I returned to Altair to learn how to retrieve the Sunfire from Kashuan Keep.

The Sunfire was supposed to be capable of destroying the Dreadnought.

I accidentally found Chocobo Forest, kweh?!

Guy can barely speak English, but he can speak beaver.

Guy may surprise you. 😉

A buddy of mine on a gaming website really dislikes this game. They gave it one star. Though that was the NES version, and probably the fan-translated version I downloaded but never played. It was just too old.

I like the graphics and how the stat increases remind me of the SaGa games, but it’s very repetitive and primitive.

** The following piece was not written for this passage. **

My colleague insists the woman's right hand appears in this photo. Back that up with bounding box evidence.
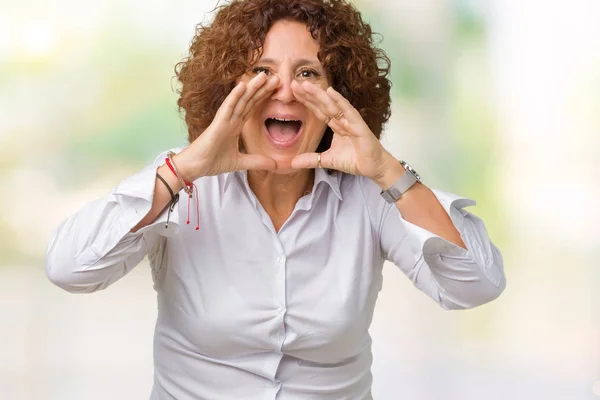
[173,72,279,181]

Let’s talk about those stat increases. It is probably the single most infamous part of the whole game, the axis on which it shifts. It’s the lack of experience levels. Rather, characters can gain boosts to their stats and weapon and magic levels depending on their actions in battle. Get hit a lot? You may earn a boost to defense or HP. Use magic or physical attacks a lot? You could gain points in magic or strength. However, if your stats are already sufficiently advanced enough, trying to buff certain attributes can be frustratingly vague due to a lack of feedback for your base statistics’ experience levels, unlike with magic and weapons.

There are some flaws in this system. It’s not very well-balanced. Take Maria, for example. She starts off with a bow. Great, right? We’ll use bows, then.

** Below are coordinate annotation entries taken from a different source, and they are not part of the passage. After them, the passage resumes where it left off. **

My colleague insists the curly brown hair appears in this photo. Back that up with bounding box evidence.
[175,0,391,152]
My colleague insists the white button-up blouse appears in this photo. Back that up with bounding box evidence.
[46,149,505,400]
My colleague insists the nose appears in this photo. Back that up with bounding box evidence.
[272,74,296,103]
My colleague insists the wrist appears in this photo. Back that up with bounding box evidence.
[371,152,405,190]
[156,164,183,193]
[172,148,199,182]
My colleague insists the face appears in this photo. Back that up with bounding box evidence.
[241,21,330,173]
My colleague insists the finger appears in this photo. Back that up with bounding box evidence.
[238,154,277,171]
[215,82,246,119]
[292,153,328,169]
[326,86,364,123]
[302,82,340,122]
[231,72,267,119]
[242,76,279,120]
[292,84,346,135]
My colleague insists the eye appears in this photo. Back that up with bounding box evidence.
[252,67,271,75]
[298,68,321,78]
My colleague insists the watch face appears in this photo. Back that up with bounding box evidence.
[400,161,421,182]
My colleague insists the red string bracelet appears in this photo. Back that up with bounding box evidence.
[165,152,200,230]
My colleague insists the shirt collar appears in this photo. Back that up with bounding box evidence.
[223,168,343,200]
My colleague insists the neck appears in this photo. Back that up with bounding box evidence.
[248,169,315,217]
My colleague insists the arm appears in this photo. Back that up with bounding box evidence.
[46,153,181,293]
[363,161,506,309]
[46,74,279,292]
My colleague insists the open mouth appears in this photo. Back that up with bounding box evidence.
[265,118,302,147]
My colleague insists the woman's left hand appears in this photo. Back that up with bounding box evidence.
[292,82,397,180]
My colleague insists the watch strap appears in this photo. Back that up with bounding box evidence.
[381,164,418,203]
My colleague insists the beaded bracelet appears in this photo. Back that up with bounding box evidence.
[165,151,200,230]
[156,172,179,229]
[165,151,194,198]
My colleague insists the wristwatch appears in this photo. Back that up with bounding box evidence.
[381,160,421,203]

The problem is that bows are worthless.

Some ways into the game, I stopped using bows altogether with Maria because she never seemed to hit or damage anything with them. I switched to having her use magic exclusively and had a MUCH better time using her from then on. I suppose you could soldier on with her as a warrior or archer, but I lost my patience with getting it to work.

There were also some flaws in earlier versions. In the versions for the Famicom and PS1, the game had a bug where selecting and then canceling a move was treated as performing the move, allowing for easy grinding.

I still think it’s a fun system overall, but it’s done better, or at least differently, in several other RPGs of many different stripes. FWIW, FFII precedes the streamlined experience system in The Elder Scrolls games, starting with the second entry, Daggerfall. 😉

Akitoshi Kawazu was one of the designers on FFII, and it shows in the stat grinding system. It may be worth noting that FFII is considered to be one of the black sheep in the Final Fantasy series, similar to many of the SaGa games that Kawazu worked on.

It’s kinda cool how some spell effects appear in menus too.